Yes, for all that I miss about America, in the great Transatlantic Christmas-Off, the UK definitely has the edge.
Tuesday 10 December 2013
On Guilty Secrets
David Emanuel: Jungle camper and all round nice man |
I'm not a big watcher of reality TV. I'm not into the X-Factor, or Strictly, or Celebrity Big Brother, or American Idol, Britain's Got Talent - anything like that. It's not that I haven't watched them - usually I watched one series in the past, then got bored. I couldn't see the attraction of the Great British Bakeoff, beyond being mildly amusing. I do watch The Apprentice, but not so religiously that I can't miss a single episode.
But then there's my November guilty secret. My name is Nappyvalleygirl and I'm addicted to I'm A Celebrity Get Me Out Of Here.
I love I'm a Celebrity, and this year has been no exception. It might help that it's on at a particularly grey and gloomy time of year, I suppose; I seem to remember that when I watched the very first series, I had a stinking cold and the idea of being glued to the TV for three weeks was extremely appealing.

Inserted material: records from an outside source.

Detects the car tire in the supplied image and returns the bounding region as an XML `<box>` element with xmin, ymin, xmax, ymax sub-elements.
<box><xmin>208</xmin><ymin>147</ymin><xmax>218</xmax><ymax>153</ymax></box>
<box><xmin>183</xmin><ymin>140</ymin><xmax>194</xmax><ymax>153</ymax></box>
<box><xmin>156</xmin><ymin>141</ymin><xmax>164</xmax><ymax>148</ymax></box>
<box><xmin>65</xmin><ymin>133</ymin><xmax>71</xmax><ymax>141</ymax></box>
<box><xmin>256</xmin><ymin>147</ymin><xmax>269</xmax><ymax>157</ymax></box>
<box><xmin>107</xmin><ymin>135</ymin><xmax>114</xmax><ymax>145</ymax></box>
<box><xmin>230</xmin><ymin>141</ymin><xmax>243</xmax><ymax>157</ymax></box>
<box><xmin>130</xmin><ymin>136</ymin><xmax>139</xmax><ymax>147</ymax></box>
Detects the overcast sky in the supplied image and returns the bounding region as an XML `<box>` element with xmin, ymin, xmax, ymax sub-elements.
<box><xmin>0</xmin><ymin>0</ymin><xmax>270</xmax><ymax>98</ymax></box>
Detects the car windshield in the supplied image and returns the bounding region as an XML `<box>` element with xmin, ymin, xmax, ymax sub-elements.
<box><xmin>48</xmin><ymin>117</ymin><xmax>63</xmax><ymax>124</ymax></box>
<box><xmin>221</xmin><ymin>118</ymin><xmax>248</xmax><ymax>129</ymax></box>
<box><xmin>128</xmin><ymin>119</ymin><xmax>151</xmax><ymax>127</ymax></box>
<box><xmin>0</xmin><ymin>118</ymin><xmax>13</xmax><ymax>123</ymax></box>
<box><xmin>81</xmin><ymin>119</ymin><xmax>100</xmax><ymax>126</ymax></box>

But what I really love is the way that all the "celebrities" (and I deliberately put that in quotation marks, because usually I've never heard of half of them), once they've been in the jungle for about a week and deprived of decent food, hot water and their dignity, lose their "celebrity" veneer and almost forget they're being filmed. Never mind the "bushtucker trials", it's fascinating to watch their real characters emerge as they subsist on a diet of rice and beans, wash in a stream and have to empty out the "dunny".
Who would have thought that previously not-very-famous boyband member Kian Egan would win this year, closely followed by rather camp wedding dress designer David Emanuel? I certainly wouldn't have had my money on those two at the beginning of the series, against TOWIE reality show star Joey Essex (not that I'd heard of him either, but apparently he's hugely popular) or gorgeous model Amy Willerton. But three weeks in the jungle revealed that Emanuel and Egan were the most down-to-earth, lovely, helpful people in camp. And so the public voted for them.
I'm A Celeb has also got me through some difficult times. In 2006, when I was pregnant with Littleboy 2 and banged up in St Thomas's Hospital, not even allowed to leave the ward, it was a lifesaver. I watched it every night on my bedside screen - it was literally an escape from the fact that I was trapped in hospital away from my husband and 17 month old baby for a whole month, sharing a room with three other women and worrying about my baby being born prematurely. Maybe it wasn't even a coincidence that Littleboy 2 was finally delivered just a few days after the final episode. Last year, when the onset of my mystery illness was making me deeply anxious and I felt as if my world was falling apart, it was the one thing I looked forward to all day.
These experiences mean that however mindless the series might be, I will always have a fondness for Ant and Dec (although I do hope they get sent to the jungle themselves one day). One thing I've never done is voted (except once, in the infancy of reality TV, for Will Young on Pop Idol). I try to restrict myself just to watching. At least I can keep one aspect of my dignity intact.
But I reckon everyone has their reality TV guilty secret. The Doctor's uncle, an eminent left wing academic, loves watching Strictly, while other serious-seeming friends of mine seemed obsessed with the Bakeoff. In America, otherwise sensible working Moms got all giggly over The Bachelorette and the Real Housewives series.
So go on, then, what's yours? Or are you so admirable you eschew them all?